Jean E. Howard

Jean Howard is William B. Ransford Professor and Vice Provost for Diversity Initiatives at Columbia University. Professor Howard began teaching at Syracuse in 1975, where she received the first University-wide Wasserstrom Prize for excellence as teacher and mentor of graduate students; she has also received Guggenheim, NEH, Mellon, Folger and Newberry Library fellowships. In 2003-04 she was the Avery Distinguished Fellow at the Huntington Library in Pasadena, California. Her teaching interests include Shakespeare, Tudor and Stuart drama, Early Modern poetry, modern drama, feminist and Marxist theory, and the history of feminism. She has published essays on Shakespeare, Pope, Ford, Heywood, Dekker, Marston, and Jonson, as well as on aspects of contemporary critical theory including new historicism, Marxism, and issues in feminism.
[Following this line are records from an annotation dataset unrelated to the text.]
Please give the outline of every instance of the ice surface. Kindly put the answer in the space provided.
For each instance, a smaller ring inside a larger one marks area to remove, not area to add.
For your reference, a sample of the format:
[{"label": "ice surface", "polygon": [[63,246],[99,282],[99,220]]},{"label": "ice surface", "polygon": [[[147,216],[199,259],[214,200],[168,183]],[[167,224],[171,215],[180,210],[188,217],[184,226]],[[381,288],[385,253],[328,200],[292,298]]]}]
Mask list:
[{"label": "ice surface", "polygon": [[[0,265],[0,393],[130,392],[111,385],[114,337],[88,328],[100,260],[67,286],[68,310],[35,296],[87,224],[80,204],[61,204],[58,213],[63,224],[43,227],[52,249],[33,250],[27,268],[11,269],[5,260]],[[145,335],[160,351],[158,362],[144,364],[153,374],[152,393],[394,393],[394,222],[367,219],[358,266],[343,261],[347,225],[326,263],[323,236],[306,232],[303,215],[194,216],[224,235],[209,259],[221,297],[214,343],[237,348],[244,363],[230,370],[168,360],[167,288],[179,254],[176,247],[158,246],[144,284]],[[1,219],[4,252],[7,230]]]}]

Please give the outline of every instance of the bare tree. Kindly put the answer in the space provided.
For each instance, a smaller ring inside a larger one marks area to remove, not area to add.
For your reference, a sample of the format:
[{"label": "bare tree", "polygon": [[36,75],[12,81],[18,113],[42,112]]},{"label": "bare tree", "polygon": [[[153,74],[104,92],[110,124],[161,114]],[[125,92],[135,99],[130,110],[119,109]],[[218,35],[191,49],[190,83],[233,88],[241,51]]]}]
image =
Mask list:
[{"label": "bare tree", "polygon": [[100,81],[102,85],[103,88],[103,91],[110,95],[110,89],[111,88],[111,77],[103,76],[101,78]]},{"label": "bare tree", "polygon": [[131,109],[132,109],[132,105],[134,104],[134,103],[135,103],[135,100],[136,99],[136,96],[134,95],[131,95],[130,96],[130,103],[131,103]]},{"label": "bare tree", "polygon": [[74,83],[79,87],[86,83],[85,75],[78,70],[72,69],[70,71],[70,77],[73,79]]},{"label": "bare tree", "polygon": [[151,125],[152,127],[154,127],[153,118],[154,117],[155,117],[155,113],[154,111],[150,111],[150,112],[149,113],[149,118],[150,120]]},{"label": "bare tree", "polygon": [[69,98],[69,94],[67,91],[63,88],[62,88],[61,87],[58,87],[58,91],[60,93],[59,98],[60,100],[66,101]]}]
Her books include Shakespeare’s Art of Orchestration (1984); Shakespeare Reproduced: The Text in History and Ideology, edited with Marion O’Connor (1987); The Stage and Struggle in Early Modern England (1994); with Phyllis Rackin, Engendering a Nation: A Feminist Account of Shakespeare’s English Histories (1997); Marxist Shakespeares, edited with Scott Shershow (2000); and four generically organized Companions to Shakespeare, edited with Richard Dutton (2001). She is co-editor of The Norton Shakespeare (1997) and General Editor of the Bedford Contextual Editions of Shakespeare. Her current book project, entitled Theater of a City: The Spaces of London Comedy 1598-1642, will be published by the University of Pennsylvania Press in fall of 2006. From 1996 to 1999 Professor Howard served as Director of the Institute for Research on Women and Gender and in 1999-2000 served as President of the Shakespeare Association of America. In fall of 2004 Professor Howard began a three-year term as Vice Provost for Diversity Initiatives at Columbia.